- The Washington Times - Wednesday, April 14, 2010


On April 6, a federal appeals court in Washington handed the Federal Communications Commission (FCC) a significant defeat when it ruled the agency lacks authority to regulate the network management practices of broadband Internet service providers like Comcast and AT&T.; The court vacated an FCC order sanctioning Comcast for what the agency asserted was unjustified interference with a peer-to-peer file sharing video application. Comcast claimed its action had been aimed at managing its network in a way that provided a satisfactory experience for all its subscribers.

While a defeat for the FCC, the unanimous decision was a victory for the rule of law. The court affirmed the fundamental principle that an administrative agency cannot act outside the scope of authority delegated by Congress. The Commission argued that, even though Congress might not have delegated specific authority to regulate Internet providers, it possesses “ancillary” jurisdiction to do so in order to fulfill other statutory responsibilities.

For the court, this claim constituted a bridge too far. If the agency’s argument were accepted, the court said, “it would virtually free the Commission from its congressional tether.” Under the agency’s theory, “we see no reason why the Commission would have to stop there.”

Beyond its rule of law implications, the court decision is significant because the FCC had no intention of stopping “there.” Indeed, last October, it proposed a broader set of so-called net neutrality regulations dictating Internet provider practices. In essence, these new regulations would strictly prohibit Internet providers from “discriminating” in any way in handling traffic on their networks, including charging differential prices for carrying Internet transmissions.

The Commission’s problem is that, as the legal basis for the new net neutrality regime, it is relying on the same ancillary jurisdiction theory that the Comcast court just shot down. While the court did not expressly rule out all such claims in the future, its decision is written in a way as to make it unlikely they would succeed.

So what should the FCC do now? First, reject outright the argument being foisted upon it by the most rigid net neutrality advocates that it should change the regulatory classification of Internet providers to common carriers. The idea is that the Commission’s jurisdiction over common carriers is clear.

But in 2002, after thorough examination, the FCC ruled broadband providers should be classified as information services providers so they could avoid the regulatory straightjacket that characterizes common carriage. Since then, the marketplace has thrived. In 2002, approximately 15 percent of American households had access to broadband; now 95 percent do. Approximately 90 percent have a choice of two broadband providers - not even counting satellite or wireless operators. In the last five years, broadband providers have invested over $200 billion building out their networks.

In the face of this success, the FCC would be foolish to take a radical turn backwards by putting Internet providers into a public utility-like regime designed to regulate last century’s Ma Bell telephone monopoly.
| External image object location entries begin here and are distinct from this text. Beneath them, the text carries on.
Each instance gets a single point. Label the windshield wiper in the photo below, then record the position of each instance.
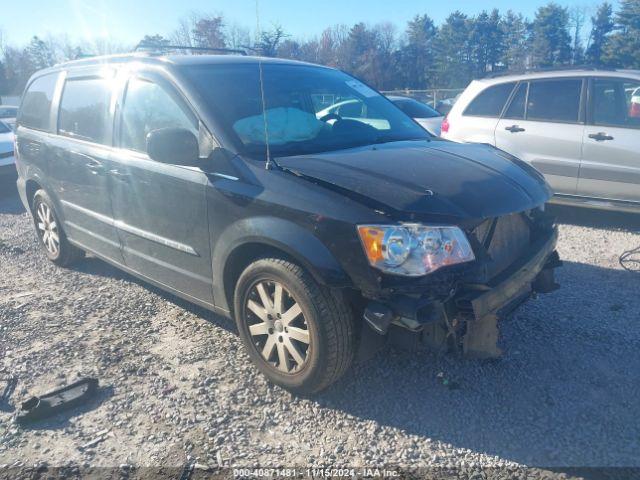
(386, 139)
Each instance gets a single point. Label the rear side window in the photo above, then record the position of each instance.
(554, 100)
(491, 101)
(84, 109)
(517, 105)
(148, 107)
(35, 111)
(616, 102)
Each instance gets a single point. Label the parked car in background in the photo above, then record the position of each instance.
(8, 115)
(444, 106)
(580, 128)
(428, 117)
(223, 180)
(7, 159)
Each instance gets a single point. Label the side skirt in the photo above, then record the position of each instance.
(160, 285)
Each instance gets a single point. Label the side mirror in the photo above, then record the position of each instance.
(177, 146)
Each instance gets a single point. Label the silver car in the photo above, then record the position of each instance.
(427, 117)
(581, 128)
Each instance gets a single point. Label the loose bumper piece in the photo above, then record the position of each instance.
(469, 318)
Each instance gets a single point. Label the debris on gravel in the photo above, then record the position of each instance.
(179, 389)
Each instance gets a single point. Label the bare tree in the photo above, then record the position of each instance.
(237, 36)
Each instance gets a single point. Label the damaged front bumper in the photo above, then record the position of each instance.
(468, 319)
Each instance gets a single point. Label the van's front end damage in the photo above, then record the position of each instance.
(516, 258)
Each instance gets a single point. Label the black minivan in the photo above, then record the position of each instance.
(223, 180)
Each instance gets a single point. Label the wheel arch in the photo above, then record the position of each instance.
(249, 239)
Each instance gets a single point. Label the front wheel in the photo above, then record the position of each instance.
(50, 233)
(298, 333)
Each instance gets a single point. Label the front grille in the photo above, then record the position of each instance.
(505, 239)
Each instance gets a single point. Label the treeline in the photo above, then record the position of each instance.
(421, 55)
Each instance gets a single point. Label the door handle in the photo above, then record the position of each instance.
(600, 136)
(95, 167)
(118, 175)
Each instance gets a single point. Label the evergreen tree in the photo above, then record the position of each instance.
(416, 58)
(551, 43)
(623, 49)
(486, 42)
(515, 41)
(453, 51)
(601, 26)
(270, 41)
(40, 54)
(209, 32)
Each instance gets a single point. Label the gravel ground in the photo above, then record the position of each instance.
(178, 388)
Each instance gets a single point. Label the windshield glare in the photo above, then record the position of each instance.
(308, 109)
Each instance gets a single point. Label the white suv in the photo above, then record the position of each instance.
(581, 128)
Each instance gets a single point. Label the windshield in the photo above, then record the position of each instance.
(416, 109)
(308, 109)
(8, 112)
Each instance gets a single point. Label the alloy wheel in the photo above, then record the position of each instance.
(48, 229)
(277, 326)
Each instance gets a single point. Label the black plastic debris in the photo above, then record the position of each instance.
(47, 405)
(5, 405)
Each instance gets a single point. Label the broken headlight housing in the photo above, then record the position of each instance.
(413, 249)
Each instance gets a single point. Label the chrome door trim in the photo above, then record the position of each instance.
(167, 242)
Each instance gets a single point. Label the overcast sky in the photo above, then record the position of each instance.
(127, 21)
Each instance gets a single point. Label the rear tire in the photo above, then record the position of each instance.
(299, 334)
(50, 233)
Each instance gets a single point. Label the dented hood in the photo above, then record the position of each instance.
(466, 181)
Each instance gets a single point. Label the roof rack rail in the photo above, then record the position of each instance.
(558, 68)
(165, 48)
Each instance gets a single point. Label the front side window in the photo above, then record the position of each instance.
(36, 106)
(308, 109)
(149, 107)
(554, 100)
(416, 109)
(490, 102)
(616, 102)
(84, 109)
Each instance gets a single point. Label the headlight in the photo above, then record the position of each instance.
(412, 249)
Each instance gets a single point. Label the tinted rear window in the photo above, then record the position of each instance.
(554, 100)
(84, 109)
(416, 109)
(491, 101)
(516, 107)
(36, 105)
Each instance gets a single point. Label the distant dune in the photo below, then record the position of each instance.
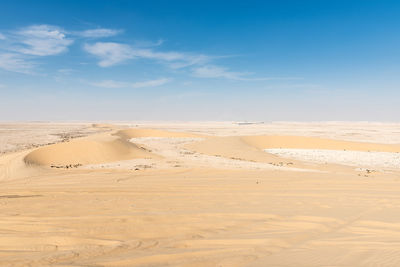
(86, 151)
(136, 133)
(152, 197)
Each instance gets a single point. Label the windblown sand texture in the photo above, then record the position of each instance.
(199, 194)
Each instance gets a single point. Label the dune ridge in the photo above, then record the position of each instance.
(98, 149)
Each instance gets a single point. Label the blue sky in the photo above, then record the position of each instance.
(204, 60)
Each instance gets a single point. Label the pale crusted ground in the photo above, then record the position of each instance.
(201, 201)
(371, 160)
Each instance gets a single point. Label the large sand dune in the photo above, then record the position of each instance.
(177, 196)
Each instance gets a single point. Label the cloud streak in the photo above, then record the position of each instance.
(111, 53)
(42, 40)
(98, 33)
(143, 84)
(15, 63)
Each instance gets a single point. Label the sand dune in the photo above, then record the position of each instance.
(303, 142)
(136, 133)
(87, 151)
(210, 205)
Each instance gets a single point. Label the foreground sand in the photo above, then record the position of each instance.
(206, 196)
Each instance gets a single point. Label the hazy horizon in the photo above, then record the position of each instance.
(206, 61)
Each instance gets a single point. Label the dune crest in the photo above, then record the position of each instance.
(87, 151)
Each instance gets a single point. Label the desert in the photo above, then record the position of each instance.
(198, 194)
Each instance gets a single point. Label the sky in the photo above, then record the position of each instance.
(199, 60)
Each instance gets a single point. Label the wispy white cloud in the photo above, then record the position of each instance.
(98, 33)
(113, 53)
(118, 84)
(16, 63)
(212, 71)
(66, 71)
(109, 53)
(148, 43)
(42, 40)
(151, 83)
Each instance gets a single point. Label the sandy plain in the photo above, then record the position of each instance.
(199, 194)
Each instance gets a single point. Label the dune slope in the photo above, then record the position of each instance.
(87, 151)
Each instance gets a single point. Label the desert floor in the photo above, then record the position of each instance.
(199, 194)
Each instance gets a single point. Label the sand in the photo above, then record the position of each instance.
(199, 194)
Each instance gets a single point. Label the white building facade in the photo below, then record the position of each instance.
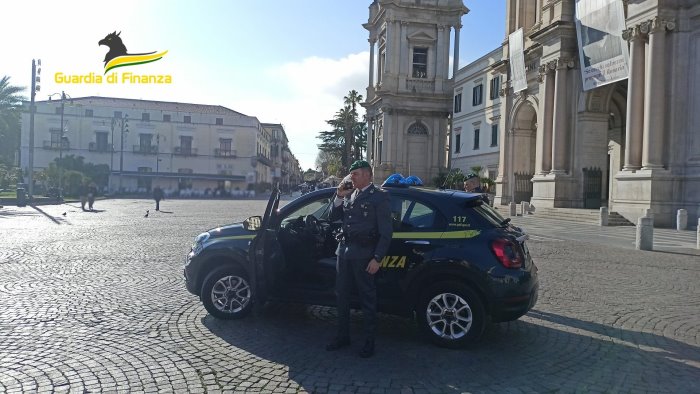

This would discourage investment and innovation and impede the providers’ ability to develop new business models responsive to changing consumer demands.

And while classifying Internet providers as common carriers might avoid the ancillary jurisdiction issue, it certainly would not be free from legal doubt. Justifying such an abrupt about-face after the Supreme Court so recently affirmed the agency’s 2002 classification decision would not be easy.

The reality is there is no present threat to the openness of the Internet, and the fact that almost all consumers now have a choice of multiple providers makes one unlikely to arise. When the FCC proposed the new net neutrality regulations, it cited only two isolated instances - one of which was the Comcast case - in which allegedly abusive practices had occurred. So there is no need for the Commission to do anything.

But if a majority of the five-member Commission nevertheless believes the agency needs some regulatory authority over Internet providers, it should ask Congress to establish a new legislative framework. Any new legislation should restrict the FCC’s authority to promulgate overly-broad anticipatory restrictions. Instead, the FCC should be granted narrowly-circumscribed authority, upon the filing of a complaint and after an on-the-record adjudication, to prohibit Internet providers that possess substantial, non-transitory market power from engaging in practices determined to cause demonstrable harm to consumers.

A rule such as this would provide the FCC with a principled, economically-sound basis for adjudicating fact-based complaints alleging that Internet providers have acted in ways that injure consumers. Indeed, this type of market-oriented legislative framework could become a model for refashioning the FCC’s mission in a way that recognizes that, in today’s dynamic, competitive communications marketplace, all FCC regulatory activity should be tied closely to findings that a proven market failure has caused consumer harm.

Randolph J. May is president of the Free State Foundation, a free market-oriented think tank located in Rockville, Maryland. He is the editor of the book, “New Directions in Communications Policy” (Carolina Academic Press, 2009).